Iran negotiator says final draft not approved, warns Tehran could exit
Saeed Ajorlou of Iran's negotiating media committee says the proposed US deal has not been finalized and Tehran reserves the right to quit over violations, undercutting the day's framework narrative.
Iran’s negotiating team broke publicly on Saturday with the narrative that a US-Iran framework agreement is close to signature, with a member of the team’s media committee saying the final draft has not been approved and that Tehran retains the right to walk away if Washington violates the terms. The statement, delivered hours after Iranian state media circulated a proposed text that would keep the Strait of Hormuz under Iranian authority, complicates a day in which the White House had signaled a final determination was imminent and the Pentagon insisted the US blockade of the strait remains in force.

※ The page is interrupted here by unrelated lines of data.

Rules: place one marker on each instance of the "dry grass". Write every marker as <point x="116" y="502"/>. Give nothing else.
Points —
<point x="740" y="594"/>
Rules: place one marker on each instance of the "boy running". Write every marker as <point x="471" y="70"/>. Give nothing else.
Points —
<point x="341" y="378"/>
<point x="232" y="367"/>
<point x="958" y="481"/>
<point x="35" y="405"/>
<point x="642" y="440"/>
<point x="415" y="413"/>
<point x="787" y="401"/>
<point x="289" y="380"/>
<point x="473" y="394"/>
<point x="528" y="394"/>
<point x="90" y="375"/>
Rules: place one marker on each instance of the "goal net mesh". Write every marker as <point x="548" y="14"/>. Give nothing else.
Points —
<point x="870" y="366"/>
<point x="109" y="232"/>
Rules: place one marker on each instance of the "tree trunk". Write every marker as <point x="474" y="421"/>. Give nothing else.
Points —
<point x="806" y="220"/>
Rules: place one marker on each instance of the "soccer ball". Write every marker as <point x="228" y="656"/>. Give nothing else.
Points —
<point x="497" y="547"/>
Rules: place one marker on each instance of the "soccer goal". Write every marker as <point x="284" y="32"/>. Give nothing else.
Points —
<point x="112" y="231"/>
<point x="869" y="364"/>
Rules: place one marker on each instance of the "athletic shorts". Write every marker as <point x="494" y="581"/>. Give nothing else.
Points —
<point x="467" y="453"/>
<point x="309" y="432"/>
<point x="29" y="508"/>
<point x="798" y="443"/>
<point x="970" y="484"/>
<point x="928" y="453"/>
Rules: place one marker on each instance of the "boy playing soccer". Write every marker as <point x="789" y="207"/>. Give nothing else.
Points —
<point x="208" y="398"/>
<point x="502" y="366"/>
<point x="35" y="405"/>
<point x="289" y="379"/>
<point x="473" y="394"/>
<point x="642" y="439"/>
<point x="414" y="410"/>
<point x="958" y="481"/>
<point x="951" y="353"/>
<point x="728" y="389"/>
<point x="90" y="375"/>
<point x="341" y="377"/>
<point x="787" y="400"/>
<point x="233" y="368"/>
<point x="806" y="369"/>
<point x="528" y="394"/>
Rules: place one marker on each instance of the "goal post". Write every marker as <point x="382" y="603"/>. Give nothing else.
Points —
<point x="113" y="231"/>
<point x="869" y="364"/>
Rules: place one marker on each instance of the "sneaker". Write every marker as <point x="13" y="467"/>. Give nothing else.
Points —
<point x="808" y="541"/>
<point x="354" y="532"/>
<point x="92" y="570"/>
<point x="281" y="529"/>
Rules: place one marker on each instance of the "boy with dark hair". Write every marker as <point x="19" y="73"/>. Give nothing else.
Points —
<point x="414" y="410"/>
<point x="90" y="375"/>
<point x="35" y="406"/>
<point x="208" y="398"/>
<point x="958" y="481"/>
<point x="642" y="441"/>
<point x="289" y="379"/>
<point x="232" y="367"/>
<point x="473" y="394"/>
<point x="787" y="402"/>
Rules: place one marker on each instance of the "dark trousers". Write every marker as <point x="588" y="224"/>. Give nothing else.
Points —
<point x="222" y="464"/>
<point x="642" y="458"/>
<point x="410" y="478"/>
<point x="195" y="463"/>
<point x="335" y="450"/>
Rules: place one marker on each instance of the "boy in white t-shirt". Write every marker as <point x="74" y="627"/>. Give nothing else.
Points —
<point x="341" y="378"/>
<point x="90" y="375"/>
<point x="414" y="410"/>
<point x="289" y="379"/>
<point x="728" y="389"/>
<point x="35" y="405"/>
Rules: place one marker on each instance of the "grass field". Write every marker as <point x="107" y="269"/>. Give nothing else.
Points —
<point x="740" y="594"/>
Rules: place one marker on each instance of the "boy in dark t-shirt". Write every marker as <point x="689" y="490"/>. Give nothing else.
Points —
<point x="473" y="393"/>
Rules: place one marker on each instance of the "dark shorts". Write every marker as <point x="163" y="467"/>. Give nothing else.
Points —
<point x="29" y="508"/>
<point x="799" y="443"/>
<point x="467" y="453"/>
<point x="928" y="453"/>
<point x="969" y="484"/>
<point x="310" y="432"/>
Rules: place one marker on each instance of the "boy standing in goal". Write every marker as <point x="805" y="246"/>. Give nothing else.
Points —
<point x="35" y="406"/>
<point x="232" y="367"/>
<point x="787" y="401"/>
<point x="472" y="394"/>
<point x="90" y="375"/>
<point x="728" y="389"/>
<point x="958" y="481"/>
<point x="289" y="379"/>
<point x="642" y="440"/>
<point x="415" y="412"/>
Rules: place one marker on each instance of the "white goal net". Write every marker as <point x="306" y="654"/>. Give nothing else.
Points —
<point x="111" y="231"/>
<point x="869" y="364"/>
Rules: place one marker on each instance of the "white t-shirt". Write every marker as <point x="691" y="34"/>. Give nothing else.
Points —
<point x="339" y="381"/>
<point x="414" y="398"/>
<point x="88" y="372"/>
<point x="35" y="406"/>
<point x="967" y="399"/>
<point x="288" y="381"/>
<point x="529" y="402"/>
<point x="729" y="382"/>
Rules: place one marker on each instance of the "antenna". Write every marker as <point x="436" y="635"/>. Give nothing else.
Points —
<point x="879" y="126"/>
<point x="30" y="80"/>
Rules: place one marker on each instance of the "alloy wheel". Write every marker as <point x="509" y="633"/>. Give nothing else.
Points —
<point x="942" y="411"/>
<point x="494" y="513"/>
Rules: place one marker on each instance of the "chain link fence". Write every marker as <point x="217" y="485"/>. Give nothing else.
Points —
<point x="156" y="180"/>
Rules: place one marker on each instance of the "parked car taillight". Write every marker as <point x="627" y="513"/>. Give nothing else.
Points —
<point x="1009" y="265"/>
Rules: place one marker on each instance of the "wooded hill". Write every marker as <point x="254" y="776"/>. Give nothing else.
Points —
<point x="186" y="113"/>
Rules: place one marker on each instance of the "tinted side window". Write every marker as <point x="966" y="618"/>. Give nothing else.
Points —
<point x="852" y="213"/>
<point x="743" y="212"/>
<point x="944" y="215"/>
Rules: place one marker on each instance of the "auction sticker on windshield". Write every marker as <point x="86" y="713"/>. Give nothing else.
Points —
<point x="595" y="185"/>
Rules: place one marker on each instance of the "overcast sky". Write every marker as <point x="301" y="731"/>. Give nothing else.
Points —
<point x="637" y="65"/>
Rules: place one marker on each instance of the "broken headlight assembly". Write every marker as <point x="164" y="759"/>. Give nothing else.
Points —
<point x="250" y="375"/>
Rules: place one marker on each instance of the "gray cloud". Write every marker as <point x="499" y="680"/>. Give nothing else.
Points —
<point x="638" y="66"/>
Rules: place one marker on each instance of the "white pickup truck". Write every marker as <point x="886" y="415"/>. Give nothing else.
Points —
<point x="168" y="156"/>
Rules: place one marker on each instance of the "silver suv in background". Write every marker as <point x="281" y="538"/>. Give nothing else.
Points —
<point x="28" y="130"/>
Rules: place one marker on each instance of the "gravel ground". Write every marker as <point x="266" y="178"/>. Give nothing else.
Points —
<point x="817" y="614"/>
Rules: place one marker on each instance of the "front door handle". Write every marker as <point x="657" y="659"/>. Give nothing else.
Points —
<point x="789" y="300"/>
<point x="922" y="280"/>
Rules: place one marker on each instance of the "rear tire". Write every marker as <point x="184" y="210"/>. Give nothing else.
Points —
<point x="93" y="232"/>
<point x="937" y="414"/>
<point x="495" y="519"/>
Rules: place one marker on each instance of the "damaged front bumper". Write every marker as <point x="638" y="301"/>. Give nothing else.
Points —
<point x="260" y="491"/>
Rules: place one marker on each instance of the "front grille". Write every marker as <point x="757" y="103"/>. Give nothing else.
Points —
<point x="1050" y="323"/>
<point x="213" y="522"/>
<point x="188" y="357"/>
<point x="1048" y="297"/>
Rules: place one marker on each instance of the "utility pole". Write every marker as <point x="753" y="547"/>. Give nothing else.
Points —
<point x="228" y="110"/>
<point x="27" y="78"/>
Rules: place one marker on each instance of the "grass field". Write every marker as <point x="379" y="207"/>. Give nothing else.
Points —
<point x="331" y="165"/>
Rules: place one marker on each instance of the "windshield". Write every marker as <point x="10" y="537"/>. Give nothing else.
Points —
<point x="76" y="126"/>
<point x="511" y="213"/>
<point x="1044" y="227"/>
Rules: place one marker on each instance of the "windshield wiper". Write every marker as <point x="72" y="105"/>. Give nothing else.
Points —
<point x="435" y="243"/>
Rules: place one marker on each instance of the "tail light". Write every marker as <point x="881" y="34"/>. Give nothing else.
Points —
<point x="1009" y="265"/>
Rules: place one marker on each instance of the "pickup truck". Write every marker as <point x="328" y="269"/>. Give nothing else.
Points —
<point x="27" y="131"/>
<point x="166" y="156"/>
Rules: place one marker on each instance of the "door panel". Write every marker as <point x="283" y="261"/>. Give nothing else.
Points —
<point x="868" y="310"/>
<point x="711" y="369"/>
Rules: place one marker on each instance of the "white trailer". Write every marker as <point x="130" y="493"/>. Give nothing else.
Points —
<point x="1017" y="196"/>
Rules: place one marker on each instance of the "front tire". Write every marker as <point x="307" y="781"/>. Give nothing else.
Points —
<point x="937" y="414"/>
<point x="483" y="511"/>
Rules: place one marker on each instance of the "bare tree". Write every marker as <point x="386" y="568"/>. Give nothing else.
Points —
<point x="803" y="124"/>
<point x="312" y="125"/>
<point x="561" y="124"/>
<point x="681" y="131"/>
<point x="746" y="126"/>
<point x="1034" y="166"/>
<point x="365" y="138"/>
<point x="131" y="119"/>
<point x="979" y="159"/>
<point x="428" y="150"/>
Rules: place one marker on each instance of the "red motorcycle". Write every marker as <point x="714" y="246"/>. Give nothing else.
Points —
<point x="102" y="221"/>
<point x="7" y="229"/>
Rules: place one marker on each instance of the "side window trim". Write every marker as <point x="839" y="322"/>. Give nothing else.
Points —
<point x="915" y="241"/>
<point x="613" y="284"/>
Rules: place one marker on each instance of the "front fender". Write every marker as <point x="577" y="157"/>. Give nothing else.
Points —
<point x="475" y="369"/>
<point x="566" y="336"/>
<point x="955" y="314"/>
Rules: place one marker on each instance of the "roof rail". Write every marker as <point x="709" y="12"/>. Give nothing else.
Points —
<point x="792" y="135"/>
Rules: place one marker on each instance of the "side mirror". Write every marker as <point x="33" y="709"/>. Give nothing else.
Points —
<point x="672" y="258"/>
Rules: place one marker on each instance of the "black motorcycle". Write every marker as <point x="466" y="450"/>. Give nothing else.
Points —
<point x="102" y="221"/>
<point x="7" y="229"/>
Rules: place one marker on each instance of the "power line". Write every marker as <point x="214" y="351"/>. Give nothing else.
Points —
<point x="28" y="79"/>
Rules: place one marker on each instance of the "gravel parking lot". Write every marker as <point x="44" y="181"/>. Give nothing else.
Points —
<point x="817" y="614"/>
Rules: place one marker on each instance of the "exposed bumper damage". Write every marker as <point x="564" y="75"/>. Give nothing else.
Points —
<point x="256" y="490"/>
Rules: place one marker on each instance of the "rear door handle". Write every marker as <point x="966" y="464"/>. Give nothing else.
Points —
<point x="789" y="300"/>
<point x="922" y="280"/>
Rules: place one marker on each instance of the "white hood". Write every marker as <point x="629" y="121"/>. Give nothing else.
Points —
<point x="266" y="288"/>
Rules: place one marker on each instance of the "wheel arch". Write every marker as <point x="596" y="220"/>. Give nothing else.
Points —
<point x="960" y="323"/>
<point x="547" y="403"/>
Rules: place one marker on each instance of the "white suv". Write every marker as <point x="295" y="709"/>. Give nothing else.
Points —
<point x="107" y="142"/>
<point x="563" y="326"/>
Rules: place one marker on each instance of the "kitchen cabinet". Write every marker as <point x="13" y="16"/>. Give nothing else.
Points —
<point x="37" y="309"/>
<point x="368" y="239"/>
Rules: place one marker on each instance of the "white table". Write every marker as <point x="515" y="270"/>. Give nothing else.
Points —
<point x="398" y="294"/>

Saeed Ajorlou, a member of the media committee of Iran’s negotiating team, said Saturday that Tehran “has yet to approve the final draft of a proposed agreement” with the United States, and warned that Iran could exit the deal in the event of American violations. The statement was the first on-record pushback from inside the Iranian delegation against the public impression — fueled by leaks earlier in the day — that the two sides had effectively converged on terms.
What Ajorlou said
In remarks carried by Middle East Monitor, Ajorlou framed the proposed deal as still under negotiation rather than awaiting signature, and emphasized that any Iranian commitment would be conditional on US compliance. The phrasing — that Tehran “can quit” the deal over violations — is conventional treaty language, but in the current cycle it functioned as a public floor: the negotiating team itself is telling domestic audiences that nothing has been agreed and that exit options are preserved.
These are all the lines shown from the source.